Look, here’s the deal: It doesn’t matter if you think you’re a nice person. And it doesn’t matter if your tone, attitude, sentiments and facial expressions are all very sweet, kindly and sympathetic-seeming. If you’re opposing legal equality, then you don’t get to be nice. Opposing legal equality is not nice and it cannot be done nicely. ....
Scott wants to carve out a space in which she can be unfair, but still kind. Such a space does not exist and cannot exist.
While we're at it, from my Mac's dictionary:

Bias is a predisposition either for or against something; one can have a bias against police officers or a bias for French food and wines.

Partiality, on the other hand, is a favorable bias (: the partiality of parents for their own children; the partiality of Americans for fast food), while prejudice implies a preconceived and usually negative judgment or opinion (: a decision motivated by racial prejudice).

Bigotry is an even stronger term, referring to an intense dislike and often violent hatred for the members of a particular race, religion, or ethnic group.

Narrow-mindedness also points to rigidly preconceived ideas, but implies that they are the result of lack of education or understanding, rather than outright hostility (: her parents' narrow-mindedness prevented her from meeting any boys her age).

Intolerance is a broad term used to describe the inability to put up with almost anything (: parents' intolerance of their children's misbehavior).


phobia |ˈfōbēə|
an extreme or irrational fear of or aversion to something : he had a phobia about being under water | a phobia of germs | a snake phobia.


dr.primrose said...

The clueless this woman is summarized by this part of her article:

"By the time he came out as gay to his family, a whole world of damage had already been done to his soul.

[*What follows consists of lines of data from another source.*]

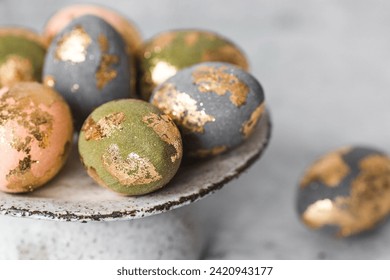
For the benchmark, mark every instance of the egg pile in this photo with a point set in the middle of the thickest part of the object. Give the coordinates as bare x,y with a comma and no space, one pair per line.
139,107
346,192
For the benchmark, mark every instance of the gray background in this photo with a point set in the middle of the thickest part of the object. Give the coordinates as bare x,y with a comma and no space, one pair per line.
325,69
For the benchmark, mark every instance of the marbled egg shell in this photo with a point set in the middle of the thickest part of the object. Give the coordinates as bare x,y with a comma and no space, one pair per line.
123,26
22,53
215,105
35,136
166,53
87,63
346,191
130,147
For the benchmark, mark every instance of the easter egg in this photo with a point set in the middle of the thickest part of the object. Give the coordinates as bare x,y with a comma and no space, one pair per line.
215,105
166,53
123,26
130,147
22,53
36,133
87,63
128,31
346,191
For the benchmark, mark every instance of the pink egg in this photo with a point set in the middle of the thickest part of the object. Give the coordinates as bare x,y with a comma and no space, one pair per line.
36,133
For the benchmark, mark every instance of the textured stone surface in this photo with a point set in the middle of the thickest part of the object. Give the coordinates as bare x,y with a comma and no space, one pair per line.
74,196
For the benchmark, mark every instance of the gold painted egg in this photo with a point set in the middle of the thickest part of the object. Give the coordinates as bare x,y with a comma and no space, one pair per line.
22,54
166,53
346,192
35,136
127,29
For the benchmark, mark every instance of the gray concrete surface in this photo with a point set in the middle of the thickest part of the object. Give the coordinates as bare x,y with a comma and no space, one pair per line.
325,69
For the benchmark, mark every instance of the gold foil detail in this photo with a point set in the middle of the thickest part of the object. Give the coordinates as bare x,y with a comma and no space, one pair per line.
202,153
181,108
249,125
38,125
368,203
49,81
330,170
216,80
162,71
191,38
134,170
73,46
167,131
15,69
105,127
227,53
105,73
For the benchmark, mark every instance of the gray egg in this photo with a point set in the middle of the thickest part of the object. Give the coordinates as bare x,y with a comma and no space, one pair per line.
87,63
215,105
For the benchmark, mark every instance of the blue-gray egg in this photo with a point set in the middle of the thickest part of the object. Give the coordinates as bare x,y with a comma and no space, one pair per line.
88,64
346,191
215,105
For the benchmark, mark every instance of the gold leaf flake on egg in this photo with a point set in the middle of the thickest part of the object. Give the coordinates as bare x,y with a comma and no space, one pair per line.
162,71
181,108
227,53
208,152
368,203
73,46
330,170
133,170
191,39
15,69
105,127
166,130
249,125
162,41
49,81
105,73
216,80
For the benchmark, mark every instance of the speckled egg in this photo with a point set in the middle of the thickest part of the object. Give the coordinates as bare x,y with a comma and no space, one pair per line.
122,25
166,53
22,53
346,192
215,105
87,63
130,146
35,136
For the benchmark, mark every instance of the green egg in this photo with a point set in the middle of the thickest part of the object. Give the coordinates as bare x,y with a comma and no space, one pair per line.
22,53
130,147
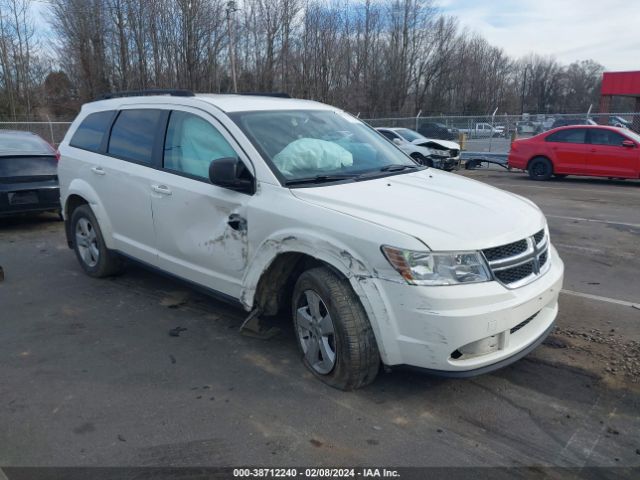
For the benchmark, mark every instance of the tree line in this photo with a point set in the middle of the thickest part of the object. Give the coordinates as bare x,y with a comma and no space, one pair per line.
376,58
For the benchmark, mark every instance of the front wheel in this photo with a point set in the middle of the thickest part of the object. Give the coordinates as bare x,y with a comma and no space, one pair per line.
333,332
540,168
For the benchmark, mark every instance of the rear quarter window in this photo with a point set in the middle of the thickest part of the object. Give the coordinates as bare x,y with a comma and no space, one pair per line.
574,135
23,144
90,133
133,135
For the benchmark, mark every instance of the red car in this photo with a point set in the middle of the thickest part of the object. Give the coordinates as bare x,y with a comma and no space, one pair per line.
597,151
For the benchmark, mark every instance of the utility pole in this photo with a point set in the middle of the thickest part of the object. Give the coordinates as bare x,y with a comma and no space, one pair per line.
231,8
524,82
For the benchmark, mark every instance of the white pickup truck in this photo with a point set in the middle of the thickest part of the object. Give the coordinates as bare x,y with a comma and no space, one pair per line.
483,130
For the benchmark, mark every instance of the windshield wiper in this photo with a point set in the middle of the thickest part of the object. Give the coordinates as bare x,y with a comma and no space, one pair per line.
318,179
396,168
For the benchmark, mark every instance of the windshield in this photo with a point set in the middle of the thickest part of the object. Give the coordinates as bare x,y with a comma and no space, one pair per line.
409,135
320,144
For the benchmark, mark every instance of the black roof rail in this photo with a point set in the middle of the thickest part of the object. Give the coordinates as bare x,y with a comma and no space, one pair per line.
264,94
174,92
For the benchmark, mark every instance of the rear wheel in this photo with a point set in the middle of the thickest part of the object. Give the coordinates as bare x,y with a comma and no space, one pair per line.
92,253
333,331
540,168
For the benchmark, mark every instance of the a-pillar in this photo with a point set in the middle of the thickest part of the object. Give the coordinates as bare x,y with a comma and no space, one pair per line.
635,124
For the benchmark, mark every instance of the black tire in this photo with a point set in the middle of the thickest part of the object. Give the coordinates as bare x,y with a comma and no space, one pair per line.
356,358
540,168
107,262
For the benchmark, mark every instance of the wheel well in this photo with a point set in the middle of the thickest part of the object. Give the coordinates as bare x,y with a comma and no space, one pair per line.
73,202
275,287
540,156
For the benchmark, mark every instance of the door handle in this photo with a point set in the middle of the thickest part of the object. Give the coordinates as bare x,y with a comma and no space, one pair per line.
163,189
237,222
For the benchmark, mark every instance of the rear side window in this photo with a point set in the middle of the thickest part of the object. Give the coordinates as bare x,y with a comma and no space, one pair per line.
133,135
91,131
606,137
574,135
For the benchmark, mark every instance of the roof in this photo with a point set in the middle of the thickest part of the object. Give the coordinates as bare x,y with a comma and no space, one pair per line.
16,132
592,127
225,102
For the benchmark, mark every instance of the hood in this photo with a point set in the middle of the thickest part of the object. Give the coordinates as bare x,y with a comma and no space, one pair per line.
424,142
445,211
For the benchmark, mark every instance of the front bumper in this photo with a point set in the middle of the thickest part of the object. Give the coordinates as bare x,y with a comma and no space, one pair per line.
465,330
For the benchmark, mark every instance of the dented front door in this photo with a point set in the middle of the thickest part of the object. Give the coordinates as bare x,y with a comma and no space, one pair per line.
200,228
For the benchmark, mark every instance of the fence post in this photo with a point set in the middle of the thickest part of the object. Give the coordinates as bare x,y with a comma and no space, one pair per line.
53,141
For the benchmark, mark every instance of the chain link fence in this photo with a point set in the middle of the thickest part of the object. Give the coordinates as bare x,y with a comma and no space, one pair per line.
52,131
494,133
486,133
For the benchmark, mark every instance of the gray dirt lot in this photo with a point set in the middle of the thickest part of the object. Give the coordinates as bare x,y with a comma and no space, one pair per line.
90,376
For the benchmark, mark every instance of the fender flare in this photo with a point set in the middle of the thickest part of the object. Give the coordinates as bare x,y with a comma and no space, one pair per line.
82,189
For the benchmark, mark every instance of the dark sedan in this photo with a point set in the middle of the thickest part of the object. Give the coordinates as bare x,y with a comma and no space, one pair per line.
28,174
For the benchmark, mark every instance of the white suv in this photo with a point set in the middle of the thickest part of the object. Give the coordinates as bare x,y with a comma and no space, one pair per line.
290,205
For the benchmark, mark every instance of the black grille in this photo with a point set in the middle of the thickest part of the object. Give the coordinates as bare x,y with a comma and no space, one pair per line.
505,251
511,275
523,324
543,258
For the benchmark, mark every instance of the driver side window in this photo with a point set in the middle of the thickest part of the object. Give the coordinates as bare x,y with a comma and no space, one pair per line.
192,143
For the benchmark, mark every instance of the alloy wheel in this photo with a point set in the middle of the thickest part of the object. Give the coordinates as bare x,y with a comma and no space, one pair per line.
87,242
316,332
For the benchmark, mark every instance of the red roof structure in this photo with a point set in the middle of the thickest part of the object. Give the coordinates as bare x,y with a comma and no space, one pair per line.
621,84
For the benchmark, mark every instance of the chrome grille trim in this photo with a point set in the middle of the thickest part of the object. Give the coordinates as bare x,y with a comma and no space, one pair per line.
514,271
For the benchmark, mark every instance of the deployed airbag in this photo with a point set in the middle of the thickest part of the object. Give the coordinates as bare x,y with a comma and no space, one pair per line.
312,155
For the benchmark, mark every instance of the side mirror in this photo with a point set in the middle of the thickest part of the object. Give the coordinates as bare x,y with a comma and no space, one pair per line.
231,173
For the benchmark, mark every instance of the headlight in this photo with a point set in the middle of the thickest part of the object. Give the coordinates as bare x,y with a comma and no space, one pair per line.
438,268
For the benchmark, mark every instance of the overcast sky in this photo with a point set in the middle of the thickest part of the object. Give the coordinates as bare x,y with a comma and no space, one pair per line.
607,31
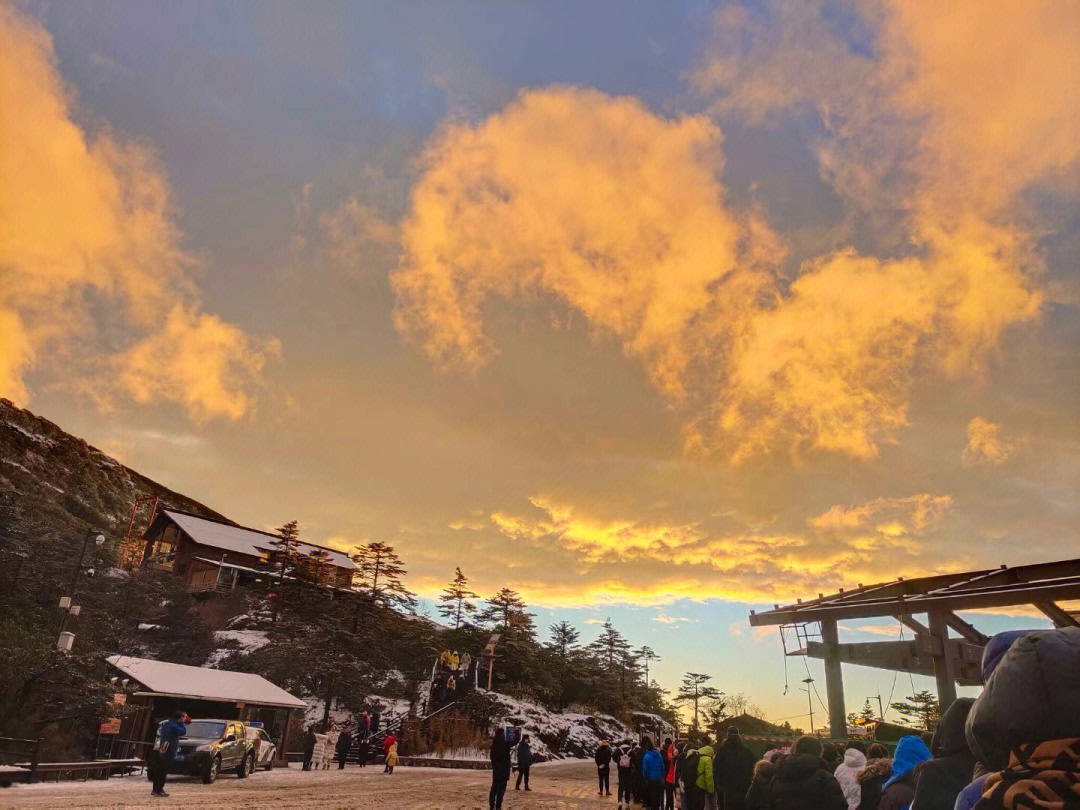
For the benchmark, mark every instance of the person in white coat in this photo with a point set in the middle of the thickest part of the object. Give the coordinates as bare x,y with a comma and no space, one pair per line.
316,755
854,760
331,745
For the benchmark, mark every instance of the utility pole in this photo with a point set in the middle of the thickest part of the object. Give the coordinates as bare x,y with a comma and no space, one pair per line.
808,682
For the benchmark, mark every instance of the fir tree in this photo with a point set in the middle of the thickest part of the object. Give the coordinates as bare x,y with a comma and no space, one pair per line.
693,690
505,610
379,578
457,599
286,549
564,640
609,648
646,655
920,709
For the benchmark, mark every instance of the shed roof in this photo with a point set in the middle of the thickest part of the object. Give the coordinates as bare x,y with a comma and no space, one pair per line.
200,683
242,540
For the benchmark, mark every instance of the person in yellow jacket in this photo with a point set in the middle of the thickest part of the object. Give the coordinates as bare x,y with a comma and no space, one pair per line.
704,780
391,758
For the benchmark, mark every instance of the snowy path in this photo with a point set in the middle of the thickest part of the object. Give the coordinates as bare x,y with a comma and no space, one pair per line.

In the end, I watched him bullied not to the point of suicide, but to the point of another kind of death, a social death in which he alienated himself from everyone, even his closest family members.

"I don't love Brian any less because he's gay. He's kind, brilliant, and full of beautiful ideas. The world would be such a lesser place without him. But in my mind, sexuality is a one-way street. And when I see someone I love going the wrong way down a one-way street, the most loving response is to say, 'No, wait! That's the wrong way! That way only ends in pain.'"

Brian didn't "alienate[] himself from everyone, even his closest family members." All these people allientated themselves from him.

And while she says she was "heartbroken," she doesn't say that she did one thing to stop the bullying, make Brian feel accepted by family members or make him feel loved.

Moreover, accepting that he was gay was not a way that ends only in pain. He life was already one huge pain caused by bullies, family members, and this woman's refusal to do anything about it but feel "heartbroken." Accepting who he was has to be a lot less painful that what the life he already he had to put up with where no one would do anything to make it less painful.

JCF said...

Perhaps it's Schadenfreude, but I love calling these bigots "BIGOTS", to their (virtual) faces, in part BECAUSE it makes them crazy.

It's maybe the greatest tragedy, though, that these bigots believe they love us. Because they LITERALLY don't know what love is, or what love means.

If you don't know what love/Love is, that's the greatest suffering. Greater even, than what they put us through.

Counterlight said...

Reminds me of all the nice people I knew growing up who had nothing to do with the Klan and its violence, and yet staunchly supported segregation.